Paolo Maldini Appointed Technical Director of Italian Football
Paolo Maldini is back at the heart of Italian football, and this time he is not pulling on the armband but picking up the reins.
On Saturday night, the FIGC confirmed what many in the country had quietly hoped for: the former Italy and Milan captain has been appointed technical director of the national team setup. At his side will be Leonardo, brought in as an advisor, rekindling a partnership that once shaped AC Milan’s sporting strategy from the directors’ box.
For a nation that has watched three consecutive World Cups from the sofa, turning the tournament into a television ritual rather than a stage for the Azzurri, this is more than a high-profile hire. It feels like a reset.
Maldini at the centre of the rebuild
Italy were desperate for a new direction. Giovanni Malagò, the new FIGC president, has made Maldini his first major decision, and the reaction has been immediate and overwhelmingly positive. In a football culture often split along club lines, Maldini is one of the few figures capable of uniting opinion.
His task is clear and heavy with consequence: alongside Leonardo, he will identify the next head coach of the national team. The early favourites are familiar names. Antonio Conte and Roberto Mancini sit at the front of the queue, tested leaders with strong personalities and clear tactical identities.
Italian media, never shy of dreaming big, have already floated more glamorous possibilities: Pep Guardiola, Didier Deschamps. Names that stir the imagination even if they remain, for now, in the realm of speculation rather than negotiation.
While the search begins, Malagò’s choice of technical director has already been hailed as a victory. In a landscape scarred by failure and short-term fixes, Maldini represents continuity, stature and a certain moral authority.
Zoff’s seal of approval
Dino Zoff, a World Cup winner in 1982 and Maldini’s coach at Euro 2000, did not hide his admiration. He knows both the player and the family, and his words carried the weight of experience.
“Paolo has given so much for our football, to Milan in particular but also for the national team,” Zoff said. He linked generations in a single memory, recalling not only Paolo but also his father Cesare, who worked as Enzo Bearzot’s assistant when Zoff lifted the World Cup in 1982.
For Zoff, the appointment fits perfectly: “Maldini is a perfect appointment in terms of character, charisma and competence. I also understand the choice of Leonardo as an advisor. It’s right that a leader surrounds himself with people he trusts.”

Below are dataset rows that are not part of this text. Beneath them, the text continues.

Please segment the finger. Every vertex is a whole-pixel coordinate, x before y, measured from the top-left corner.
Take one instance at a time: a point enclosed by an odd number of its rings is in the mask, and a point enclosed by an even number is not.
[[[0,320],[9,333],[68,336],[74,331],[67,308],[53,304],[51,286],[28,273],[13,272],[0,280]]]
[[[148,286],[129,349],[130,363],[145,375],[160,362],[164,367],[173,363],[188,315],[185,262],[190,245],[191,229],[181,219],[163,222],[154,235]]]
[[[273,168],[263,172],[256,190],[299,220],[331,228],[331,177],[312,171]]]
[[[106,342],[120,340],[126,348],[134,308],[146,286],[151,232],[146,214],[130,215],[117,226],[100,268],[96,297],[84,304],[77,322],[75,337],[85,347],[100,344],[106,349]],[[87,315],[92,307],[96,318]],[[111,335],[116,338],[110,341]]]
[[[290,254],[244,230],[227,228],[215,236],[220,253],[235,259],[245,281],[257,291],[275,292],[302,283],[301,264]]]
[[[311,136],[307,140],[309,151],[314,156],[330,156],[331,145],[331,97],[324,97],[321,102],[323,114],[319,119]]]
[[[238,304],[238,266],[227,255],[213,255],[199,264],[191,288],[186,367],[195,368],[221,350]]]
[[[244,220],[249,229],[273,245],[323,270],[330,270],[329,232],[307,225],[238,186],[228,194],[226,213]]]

The former goalkeeper also drew a clear line around Maldini’s new authority. On the choice of the next coach, he insisted: “Maldini has to be free to follow his beliefs, without external interference.” In other words, if this project is to work, it must be Maldini’s project, not a compromise shaped by outside pressure.

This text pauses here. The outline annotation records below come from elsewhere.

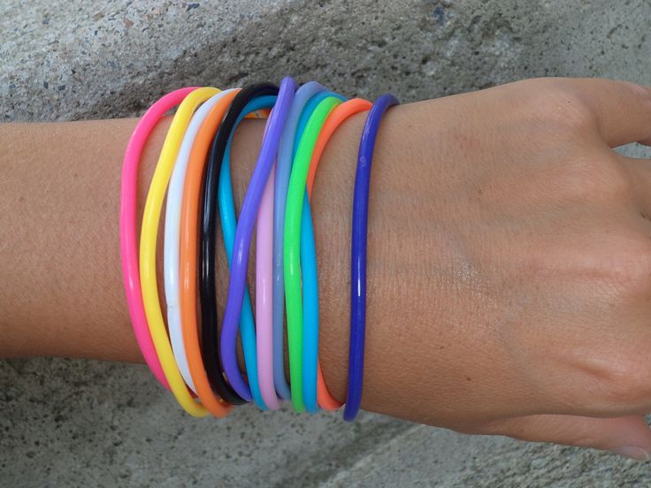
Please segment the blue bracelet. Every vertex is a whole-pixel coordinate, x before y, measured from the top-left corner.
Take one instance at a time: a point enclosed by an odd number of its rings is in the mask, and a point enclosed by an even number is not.
[[[237,229],[235,202],[234,197],[233,196],[233,184],[231,182],[231,145],[233,142],[233,134],[235,127],[237,127],[240,122],[241,122],[247,115],[256,111],[272,108],[275,103],[275,95],[258,96],[249,102],[233,126],[234,130],[228,138],[228,142],[224,152],[224,159],[219,170],[220,174],[218,189],[218,201],[219,203],[219,217],[221,220],[222,233],[224,233],[224,245],[226,251],[226,259],[228,260],[229,269],[233,263],[233,248],[235,241],[235,231]],[[240,335],[244,353],[244,363],[247,367],[247,377],[250,387],[250,395],[249,398],[242,398],[245,400],[250,400],[250,398],[252,398],[261,409],[265,410],[266,405],[263,400],[262,393],[260,392],[260,384],[257,378],[256,325],[253,320],[251,299],[248,289],[244,294],[244,301],[242,303],[241,313],[240,315]],[[231,377],[228,377],[228,380],[229,382],[232,382]]]
[[[387,110],[399,103],[390,94],[379,96],[369,111],[357,154],[357,172],[353,196],[353,233],[350,263],[350,350],[348,386],[343,419],[355,420],[362,402],[364,349],[366,332],[366,238],[369,219],[369,190],[373,149],[379,124]]]
[[[228,299],[224,311],[219,346],[221,347],[220,352],[224,372],[233,388],[242,398],[250,396],[252,389],[249,388],[242,378],[240,367],[237,363],[237,324],[238,317],[241,316],[243,310],[242,305],[246,290],[246,271],[247,264],[249,263],[249,245],[260,199],[262,198],[269,174],[273,168],[276,155],[278,154],[280,135],[295,91],[296,83],[294,79],[285,77],[280,83],[278,99],[273,106],[273,111],[269,116],[270,121],[263,139],[257,163],[256,164],[251,180],[244,195],[244,202],[240,214],[240,222],[235,229],[235,235],[232,241],[234,243],[233,249],[234,259],[231,263]],[[240,117],[243,118],[244,112]],[[222,166],[222,170],[226,168],[226,171],[229,171],[229,167],[230,164],[226,163]],[[271,242],[269,244],[271,245]],[[229,259],[229,261],[231,260]],[[253,353],[257,354],[255,341],[253,342]],[[256,368],[257,368],[257,362]],[[248,367],[247,371],[249,371]],[[249,376],[250,377],[250,372],[249,372]],[[251,385],[252,386],[253,385]],[[261,394],[259,385],[257,384],[257,374],[256,374],[256,386],[258,388],[258,394]]]
[[[296,126],[305,104],[319,92],[326,91],[320,83],[310,81],[302,86],[294,95],[289,110],[280,147],[276,158],[276,180],[273,188],[273,384],[278,395],[291,398],[289,384],[285,377],[285,272],[283,269],[283,242],[285,229],[285,206],[287,185],[294,162]],[[304,212],[303,212],[304,213]]]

Costacurta: “More important than choosing the coach”
If Zoff represents the voice of an older generation, Alessandro Costacurta speaks as someone who shared a dressing room and a trophy cabinet with Maldini for years at San Siro. His reaction underlined just how significant this move feels within the Italian game.
“This is great news for Italian football, because we have brought in one of the most illuminated and sincere people in the sport,” the former defender said.
Costacurta did not stop there. He went as far as to suggest that Malagò’s call to bring in Maldini could outweigh the eventual coaching appointment itself. “Malagò made the best possible choice. In fact, picking Maldini is perhaps more important than choosing the new coach.”
It was also an insight into the chemistry between Maldini and Leonardo, a duo once pictured side by side in Bergamo before a Serie A clash as Milan directors, now reunited in a different shade of blue.
“Leonardo is more of a dreamer, a visionary, whereas Paolo is more practical, looks to his knowledge and instinct,” Costacurta explained. “The best thing about them is that they listen to each other, despite starting from different ideas, and always manage to find a common solution.”
That blend of vision and pragmatism is exactly what Italy have lacked in recent years: a long-term idea anchored by people who know how to win and how to withstand the storms that come with the job.
A legend tasked with changing the story
For now, the World Cup plays out without Italy, a TV spectacle dominated by the likes of France, Spain, Argentina and England, all already in the semi-finals of a tournament that the Azzurri can only watch. At home, though, something has shifted.
Maldini steps into a role that demands clear choices, a strong line, and the courage to impose a new culture on a team that has lost its way. The names of Conte, Mancini, Guardiola and Deschamps will fill headlines in the coming weeks, but the real story lies above the dugout.
Italy have turned to one of their greatest defenders to protect their footballing identity. The question now is not whether Paolo Maldini is big enough for the job, but whether Italian football is ready to follow where he wants to lead.